Government offers separated families a 2nd shot at asylum

Adalicia Montecino holds her year-old son Johan Bueso Montecinos, who became a poster child for the U.S. policy of separating immigrants and their children, as Johan touches his father Rolando Bueso Castillo's face, in San Pedro de Sula, Honduras, Friday, 20, 2018. Johan Bueso Montecinos arrived in San Pedro Sula and was reunited with his parents on a government bus. Captured by Border Patrol agents in March, Johan's father was deported and the then 10-month-old remained at an Arizona shelter. (AP Photo/Esteban Felix)
Adalicia Montecino holds her year-old son Johan Bueso Montecinos, who became a poster child for the U.S. policy of separating immigrants and their children, as Johan touches his father Rolando Bueso Castillo's face, in San Pedro de Sula, Honduras, Friday, 20, 2018. Johan Bueso Montecinos arrived in San Pedro Sula and was reunited with his parents on a government bus. Captured by Border Patrol agents in March, Johan's father was deported and the then 10-month-old remained at an Arizona shelter. (AP Photo/Esteban Felix)

SAN DIEGO (AP) - The Trump administration has agreed to reconsider asylum claims of many parents and children who were separated at the Mexican border under an agreement to settle lawsuits over its "zero-tolerance" policy on illegal crossings.

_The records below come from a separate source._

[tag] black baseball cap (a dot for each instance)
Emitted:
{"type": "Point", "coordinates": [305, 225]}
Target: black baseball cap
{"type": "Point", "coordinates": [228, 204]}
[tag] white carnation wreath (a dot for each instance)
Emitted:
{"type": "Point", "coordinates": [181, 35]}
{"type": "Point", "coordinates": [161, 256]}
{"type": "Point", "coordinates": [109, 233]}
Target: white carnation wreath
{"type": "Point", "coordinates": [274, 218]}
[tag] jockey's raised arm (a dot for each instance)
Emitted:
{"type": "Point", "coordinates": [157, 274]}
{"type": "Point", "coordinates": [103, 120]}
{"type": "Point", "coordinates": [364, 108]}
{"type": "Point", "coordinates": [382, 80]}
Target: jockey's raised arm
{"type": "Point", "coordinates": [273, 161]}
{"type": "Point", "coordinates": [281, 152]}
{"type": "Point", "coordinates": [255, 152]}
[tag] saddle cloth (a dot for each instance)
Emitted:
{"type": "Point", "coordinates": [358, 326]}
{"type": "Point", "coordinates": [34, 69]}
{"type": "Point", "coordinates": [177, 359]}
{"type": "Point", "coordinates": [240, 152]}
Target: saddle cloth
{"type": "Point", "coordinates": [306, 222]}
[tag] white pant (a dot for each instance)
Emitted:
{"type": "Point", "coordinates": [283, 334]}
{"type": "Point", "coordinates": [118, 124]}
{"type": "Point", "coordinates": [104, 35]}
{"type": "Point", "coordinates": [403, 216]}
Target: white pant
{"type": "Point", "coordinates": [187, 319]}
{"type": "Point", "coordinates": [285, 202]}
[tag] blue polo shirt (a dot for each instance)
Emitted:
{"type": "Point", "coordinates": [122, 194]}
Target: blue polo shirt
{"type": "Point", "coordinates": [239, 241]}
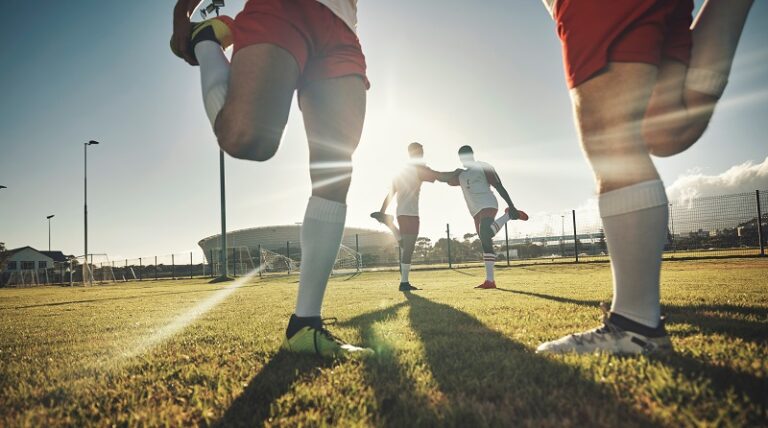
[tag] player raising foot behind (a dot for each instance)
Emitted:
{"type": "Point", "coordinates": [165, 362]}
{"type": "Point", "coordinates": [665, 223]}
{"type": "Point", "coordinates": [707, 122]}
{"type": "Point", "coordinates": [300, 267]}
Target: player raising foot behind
{"type": "Point", "coordinates": [642, 82]}
{"type": "Point", "coordinates": [281, 47]}
{"type": "Point", "coordinates": [476, 181]}
{"type": "Point", "coordinates": [407, 187]}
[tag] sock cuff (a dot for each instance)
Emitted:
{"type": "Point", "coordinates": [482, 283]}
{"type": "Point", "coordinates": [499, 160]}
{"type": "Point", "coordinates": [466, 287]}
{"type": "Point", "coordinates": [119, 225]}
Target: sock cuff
{"type": "Point", "coordinates": [706, 81]}
{"type": "Point", "coordinates": [325, 210]}
{"type": "Point", "coordinates": [636, 197]}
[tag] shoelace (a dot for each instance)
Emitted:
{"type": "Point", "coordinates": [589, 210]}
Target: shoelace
{"type": "Point", "coordinates": [607, 328]}
{"type": "Point", "coordinates": [324, 331]}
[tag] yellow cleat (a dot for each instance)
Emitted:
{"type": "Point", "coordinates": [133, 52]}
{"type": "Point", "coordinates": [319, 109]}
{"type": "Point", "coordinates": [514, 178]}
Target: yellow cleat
{"type": "Point", "coordinates": [218, 30]}
{"type": "Point", "coordinates": [310, 340]}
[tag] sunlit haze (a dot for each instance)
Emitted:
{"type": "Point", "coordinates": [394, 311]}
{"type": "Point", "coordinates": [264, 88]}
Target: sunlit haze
{"type": "Point", "coordinates": [443, 73]}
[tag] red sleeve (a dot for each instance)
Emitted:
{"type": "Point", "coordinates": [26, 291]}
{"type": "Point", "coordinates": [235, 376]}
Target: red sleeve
{"type": "Point", "coordinates": [491, 176]}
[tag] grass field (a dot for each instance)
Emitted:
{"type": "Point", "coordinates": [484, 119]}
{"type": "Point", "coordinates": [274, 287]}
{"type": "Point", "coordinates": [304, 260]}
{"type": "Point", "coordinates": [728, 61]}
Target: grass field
{"type": "Point", "coordinates": [187, 352]}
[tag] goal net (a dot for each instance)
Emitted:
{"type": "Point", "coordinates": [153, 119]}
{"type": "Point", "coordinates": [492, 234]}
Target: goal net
{"type": "Point", "coordinates": [347, 261]}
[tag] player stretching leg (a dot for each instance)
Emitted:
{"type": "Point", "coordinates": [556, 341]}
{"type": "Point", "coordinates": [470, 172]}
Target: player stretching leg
{"type": "Point", "coordinates": [283, 46]}
{"type": "Point", "coordinates": [407, 187]}
{"type": "Point", "coordinates": [642, 82]}
{"type": "Point", "coordinates": [476, 181]}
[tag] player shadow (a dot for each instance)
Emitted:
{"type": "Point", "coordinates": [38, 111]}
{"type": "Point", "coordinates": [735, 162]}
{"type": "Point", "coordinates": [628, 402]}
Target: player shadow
{"type": "Point", "coordinates": [121, 298]}
{"type": "Point", "coordinates": [704, 318]}
{"type": "Point", "coordinates": [252, 407]}
{"type": "Point", "coordinates": [472, 382]}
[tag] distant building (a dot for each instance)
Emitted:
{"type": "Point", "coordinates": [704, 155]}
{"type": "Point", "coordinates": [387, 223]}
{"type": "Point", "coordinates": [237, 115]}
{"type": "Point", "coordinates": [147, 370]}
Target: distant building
{"type": "Point", "coordinates": [28, 258]}
{"type": "Point", "coordinates": [278, 238]}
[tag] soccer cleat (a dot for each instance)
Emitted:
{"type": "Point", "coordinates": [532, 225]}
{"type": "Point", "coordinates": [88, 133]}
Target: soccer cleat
{"type": "Point", "coordinates": [319, 341]}
{"type": "Point", "coordinates": [217, 30]}
{"type": "Point", "coordinates": [487, 285]}
{"type": "Point", "coordinates": [612, 339]}
{"type": "Point", "coordinates": [406, 286]}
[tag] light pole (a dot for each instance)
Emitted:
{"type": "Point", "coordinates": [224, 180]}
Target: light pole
{"type": "Point", "coordinates": [49, 230]}
{"type": "Point", "coordinates": [223, 262]}
{"type": "Point", "coordinates": [85, 204]}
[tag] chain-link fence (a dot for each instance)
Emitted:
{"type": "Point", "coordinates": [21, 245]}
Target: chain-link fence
{"type": "Point", "coordinates": [719, 226]}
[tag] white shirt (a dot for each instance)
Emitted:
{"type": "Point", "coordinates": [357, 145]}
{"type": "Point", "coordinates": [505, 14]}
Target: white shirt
{"type": "Point", "coordinates": [408, 187]}
{"type": "Point", "coordinates": [475, 182]}
{"type": "Point", "coordinates": [346, 10]}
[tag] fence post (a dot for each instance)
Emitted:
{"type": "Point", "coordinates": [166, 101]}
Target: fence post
{"type": "Point", "coordinates": [575, 239]}
{"type": "Point", "coordinates": [760, 224]}
{"type": "Point", "coordinates": [448, 234]}
{"type": "Point", "coordinates": [506, 240]}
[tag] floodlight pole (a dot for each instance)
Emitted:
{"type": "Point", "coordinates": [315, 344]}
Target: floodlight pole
{"type": "Point", "coordinates": [49, 230]}
{"type": "Point", "coordinates": [85, 205]}
{"type": "Point", "coordinates": [224, 276]}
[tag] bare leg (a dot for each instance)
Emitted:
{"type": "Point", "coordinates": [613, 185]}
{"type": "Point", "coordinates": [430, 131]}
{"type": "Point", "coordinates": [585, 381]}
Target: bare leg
{"type": "Point", "coordinates": [262, 81]}
{"type": "Point", "coordinates": [684, 98]}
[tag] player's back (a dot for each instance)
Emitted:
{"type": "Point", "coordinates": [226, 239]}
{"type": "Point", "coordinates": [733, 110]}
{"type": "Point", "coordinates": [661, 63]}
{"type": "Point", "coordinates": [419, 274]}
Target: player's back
{"type": "Point", "coordinates": [475, 182]}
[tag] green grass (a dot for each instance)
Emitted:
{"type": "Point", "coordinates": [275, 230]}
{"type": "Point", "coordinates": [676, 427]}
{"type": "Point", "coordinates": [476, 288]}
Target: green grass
{"type": "Point", "coordinates": [447, 355]}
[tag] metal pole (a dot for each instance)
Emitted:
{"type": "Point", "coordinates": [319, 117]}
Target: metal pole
{"type": "Point", "coordinates": [224, 262]}
{"type": "Point", "coordinates": [506, 239]}
{"type": "Point", "coordinates": [448, 235]}
{"type": "Point", "coordinates": [575, 240]}
{"type": "Point", "coordinates": [85, 209]}
{"type": "Point", "coordinates": [760, 224]}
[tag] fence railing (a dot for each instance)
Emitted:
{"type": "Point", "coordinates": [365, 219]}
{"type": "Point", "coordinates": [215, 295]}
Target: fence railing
{"type": "Point", "coordinates": [717, 226]}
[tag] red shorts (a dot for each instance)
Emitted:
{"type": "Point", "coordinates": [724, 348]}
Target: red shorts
{"type": "Point", "coordinates": [595, 32]}
{"type": "Point", "coordinates": [484, 213]}
{"type": "Point", "coordinates": [322, 44]}
{"type": "Point", "coordinates": [409, 224]}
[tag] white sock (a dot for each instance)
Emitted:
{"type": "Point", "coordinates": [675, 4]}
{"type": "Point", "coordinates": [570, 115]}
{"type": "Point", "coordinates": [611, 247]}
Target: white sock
{"type": "Point", "coordinates": [405, 269]}
{"type": "Point", "coordinates": [214, 76]}
{"type": "Point", "coordinates": [321, 235]}
{"type": "Point", "coordinates": [499, 223]}
{"type": "Point", "coordinates": [635, 223]}
{"type": "Point", "coordinates": [490, 261]}
{"type": "Point", "coordinates": [395, 231]}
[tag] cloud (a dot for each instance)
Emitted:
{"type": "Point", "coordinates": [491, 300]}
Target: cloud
{"type": "Point", "coordinates": [745, 177]}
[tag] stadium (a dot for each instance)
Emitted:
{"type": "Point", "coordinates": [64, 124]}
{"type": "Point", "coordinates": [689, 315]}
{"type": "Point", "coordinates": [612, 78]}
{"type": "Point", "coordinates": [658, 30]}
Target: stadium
{"type": "Point", "coordinates": [283, 242]}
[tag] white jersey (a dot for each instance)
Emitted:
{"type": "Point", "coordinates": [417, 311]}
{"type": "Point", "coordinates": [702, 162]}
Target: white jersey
{"type": "Point", "coordinates": [408, 187]}
{"type": "Point", "coordinates": [346, 10]}
{"type": "Point", "coordinates": [475, 182]}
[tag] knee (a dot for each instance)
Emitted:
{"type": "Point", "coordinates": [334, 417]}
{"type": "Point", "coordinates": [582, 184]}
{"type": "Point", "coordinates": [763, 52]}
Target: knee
{"type": "Point", "coordinates": [249, 143]}
{"type": "Point", "coordinates": [668, 142]}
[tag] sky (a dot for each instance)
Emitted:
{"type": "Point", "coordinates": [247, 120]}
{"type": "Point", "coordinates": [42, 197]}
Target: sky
{"type": "Point", "coordinates": [444, 73]}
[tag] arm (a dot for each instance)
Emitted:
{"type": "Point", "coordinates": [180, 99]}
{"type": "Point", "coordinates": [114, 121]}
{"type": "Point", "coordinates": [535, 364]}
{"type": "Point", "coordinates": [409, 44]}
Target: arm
{"type": "Point", "coordinates": [495, 181]}
{"type": "Point", "coordinates": [182, 28]}
{"type": "Point", "coordinates": [388, 199]}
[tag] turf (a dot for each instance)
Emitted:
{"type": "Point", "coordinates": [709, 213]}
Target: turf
{"type": "Point", "coordinates": [148, 353]}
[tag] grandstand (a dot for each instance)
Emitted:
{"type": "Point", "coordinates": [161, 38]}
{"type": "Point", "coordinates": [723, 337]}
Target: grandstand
{"type": "Point", "coordinates": [284, 240]}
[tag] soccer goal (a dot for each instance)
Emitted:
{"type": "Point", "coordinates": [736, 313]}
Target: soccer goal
{"type": "Point", "coordinates": [347, 261]}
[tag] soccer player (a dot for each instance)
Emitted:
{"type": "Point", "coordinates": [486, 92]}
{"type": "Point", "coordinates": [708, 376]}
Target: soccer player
{"type": "Point", "coordinates": [643, 81]}
{"type": "Point", "coordinates": [282, 47]}
{"type": "Point", "coordinates": [407, 187]}
{"type": "Point", "coordinates": [476, 181]}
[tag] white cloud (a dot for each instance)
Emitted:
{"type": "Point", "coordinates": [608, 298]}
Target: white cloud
{"type": "Point", "coordinates": [745, 177]}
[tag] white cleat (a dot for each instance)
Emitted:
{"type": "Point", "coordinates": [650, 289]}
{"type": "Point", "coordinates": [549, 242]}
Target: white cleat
{"type": "Point", "coordinates": [611, 339]}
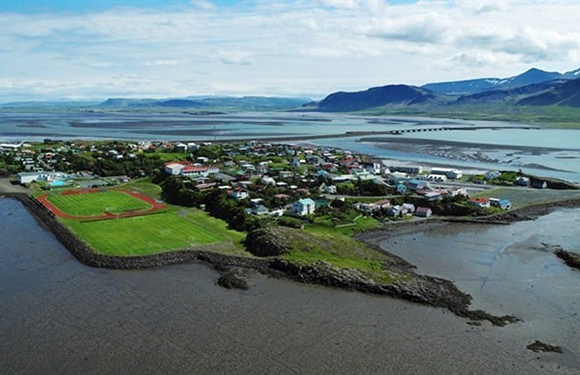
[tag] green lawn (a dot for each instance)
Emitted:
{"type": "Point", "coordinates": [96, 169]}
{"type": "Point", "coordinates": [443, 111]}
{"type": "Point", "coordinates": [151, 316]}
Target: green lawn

The settlement could give "well over 1,000 parents" a second chance at asylum, according to two groups involved in the litigation, Muslim Advocates and Legal Aid Justice Center.

The agreement, reached late Wednesday and subject to the approval of a federal judge, follows weeks of negotiations over claims by lawyers for separated parents and children that their clients were not treated fairly when seeking asylum. The judge is expected to consider the deal at a hearing on Friday.

If approved, it would mark a victory for some of the 2,500 children - as well as their parents - who were separated at the border under the zero tolerance initiative and still remain in the United States. President Donald Trump effectively ended family separations on June 20 amid heavy criticism.

The agreement leaves open the possibility that some of the hundreds of parents deported without their children can return to the United States, according to the American Civil Liberties Union, which sued the government. Those claims would be considered on a case-by-case.

Immigration lawyers have said some parents were misled into dropping asylum bids on the mistaken belief that it would allow them to rejoin their children.